Здравствуйте, недавно мне сказали, что на моём сайте "сидит" вирус "HEUR:Trojan.Script.Iframer"! Я проверил через специальный ресурс и он подтвердил о нахождении вируса на сайте. В интернете я прочитал, что этот вирус просто снимает все деньги с кошелька владельца сайта! Подскажите пожалуйста, что мне делать? Если его можно удалить, то в каком месте его искать? Просто я даже не представляю с чего начать ... :Sad: 
Заранее ОГРОМНОЕ спасибо !

----------

Надоело быть жертвой? Стань профи по информационной безопасности, получай самую свежую информацию об угрозах и средствах защиты от ведущего российского аналитического центра Anti-Malware.ru:

----------


## Rene-gad

Если вирус на сайте - значит кто-то получил к нему доступ либо украв Ваш пароль, либо по вине хостера. Удалите всю информацию с сайта, закачайте ее по новой, предварительно сменив пароль доступа ... или даже хостера  :Smiley: 

ПС: Тема не для раздела Помогите, посему перемещена.

----------


## skreti

кстати, забыл указать, что сайт создан на бесплатном хостинге uCoz ...

А без удаления всей информации не получится ? Я прочитал, что вирус прописан кодом и этот код ведь должен быть виден ...

*Добавлено через 29 минут*

Дааа... кода я так и не увидел, но снос практически всего сайта помог ))) Поэтому СПАСИБО !

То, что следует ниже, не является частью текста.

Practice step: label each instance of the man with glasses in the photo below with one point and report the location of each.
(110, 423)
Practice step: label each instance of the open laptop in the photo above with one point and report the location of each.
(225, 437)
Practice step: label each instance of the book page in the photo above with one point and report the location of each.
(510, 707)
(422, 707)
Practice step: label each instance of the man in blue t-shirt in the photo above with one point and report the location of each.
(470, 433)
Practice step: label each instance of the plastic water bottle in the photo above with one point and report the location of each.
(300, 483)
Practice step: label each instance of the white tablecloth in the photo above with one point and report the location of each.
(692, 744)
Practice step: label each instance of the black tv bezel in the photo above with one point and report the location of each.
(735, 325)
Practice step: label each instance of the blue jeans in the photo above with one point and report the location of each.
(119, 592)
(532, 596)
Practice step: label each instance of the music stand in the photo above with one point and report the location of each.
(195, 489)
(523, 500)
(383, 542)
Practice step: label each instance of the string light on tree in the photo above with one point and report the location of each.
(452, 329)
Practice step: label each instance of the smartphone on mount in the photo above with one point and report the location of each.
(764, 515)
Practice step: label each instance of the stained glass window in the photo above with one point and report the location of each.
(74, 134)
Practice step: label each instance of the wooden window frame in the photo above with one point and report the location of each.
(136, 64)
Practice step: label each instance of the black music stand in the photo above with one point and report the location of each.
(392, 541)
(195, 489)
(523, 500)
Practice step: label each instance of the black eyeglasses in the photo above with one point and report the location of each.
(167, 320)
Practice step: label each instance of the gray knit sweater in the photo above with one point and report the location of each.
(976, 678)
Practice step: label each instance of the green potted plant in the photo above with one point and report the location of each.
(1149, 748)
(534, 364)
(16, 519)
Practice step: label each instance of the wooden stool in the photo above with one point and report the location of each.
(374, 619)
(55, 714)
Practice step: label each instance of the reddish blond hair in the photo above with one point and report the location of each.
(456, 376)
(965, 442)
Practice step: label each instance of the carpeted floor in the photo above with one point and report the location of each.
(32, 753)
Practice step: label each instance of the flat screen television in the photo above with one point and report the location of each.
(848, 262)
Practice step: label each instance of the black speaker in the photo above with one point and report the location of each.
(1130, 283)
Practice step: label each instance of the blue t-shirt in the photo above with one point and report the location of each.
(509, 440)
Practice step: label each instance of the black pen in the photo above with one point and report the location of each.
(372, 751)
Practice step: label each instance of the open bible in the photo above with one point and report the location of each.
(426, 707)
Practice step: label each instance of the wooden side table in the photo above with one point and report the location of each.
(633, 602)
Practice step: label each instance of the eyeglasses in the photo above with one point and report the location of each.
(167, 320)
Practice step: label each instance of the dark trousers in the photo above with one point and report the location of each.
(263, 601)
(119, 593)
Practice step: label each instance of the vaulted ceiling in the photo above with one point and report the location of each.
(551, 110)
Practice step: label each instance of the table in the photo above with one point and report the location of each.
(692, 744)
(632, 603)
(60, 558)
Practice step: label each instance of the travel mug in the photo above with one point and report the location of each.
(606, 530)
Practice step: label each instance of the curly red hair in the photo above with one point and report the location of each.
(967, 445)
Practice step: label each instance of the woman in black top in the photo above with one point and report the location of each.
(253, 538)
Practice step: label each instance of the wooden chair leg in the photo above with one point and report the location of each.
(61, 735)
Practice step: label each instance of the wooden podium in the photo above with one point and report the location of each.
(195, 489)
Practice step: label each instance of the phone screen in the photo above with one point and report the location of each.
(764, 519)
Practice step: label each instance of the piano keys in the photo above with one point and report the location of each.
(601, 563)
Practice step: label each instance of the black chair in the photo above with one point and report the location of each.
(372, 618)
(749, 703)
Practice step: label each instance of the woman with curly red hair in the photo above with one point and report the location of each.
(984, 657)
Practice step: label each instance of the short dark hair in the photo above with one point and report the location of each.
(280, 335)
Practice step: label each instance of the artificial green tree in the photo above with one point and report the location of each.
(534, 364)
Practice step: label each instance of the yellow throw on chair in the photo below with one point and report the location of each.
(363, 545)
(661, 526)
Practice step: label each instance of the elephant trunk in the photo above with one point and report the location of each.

*Добавлено через 38 минут*

Я в панике ! Вирус снова вернулся ...хотя я сменил все пароли !

----------


## pig

Может, у хостера где-то дыра. Хотя... давайте-ка в "Помогите" логи со своей машины. Может, у вас троян сидит.

----------


## skreti

Вполне может быть у хостера дыра ... На компе точно нету, проверял!
Вреда то этот вирус не несёт, только некоторые пользователи не могут зайти на мой сайт, т.к. антивирус не даёт(((

*Добавлено через 8 часов 45 минут*

Если кто сталкивался с таким, скажите, что делать !

----------


## Virtual

*skreti*, уже сказали! 
1. в раздел помогите.
2. обновить, пропатчить систему.
2. далее сменить все пароли (фтп админка сайта и т.д.)
3. и перестать сохранять их в разных тоталкомандерах.

ЗЫ было уже такое у многих, ловят трояна который "тырит сохраненные пароли".

----------


## Kuzz

И еще одно.
Если пароли к сайту есть не только у Вас - всем необходимо провериться на вирусы

----------


## Rene-gad

> Вреда то этот вирус не несёт


Почему Вы в этом так уверены?



> некоторые пользователи не могут зайти на мой сайт, т.к. антивирус не даёт


*HEUR:*Trojan.Script.Iframer - детект эвристический, т.е. ложняк не исключен. Какие Антивирусы реагируют?

----------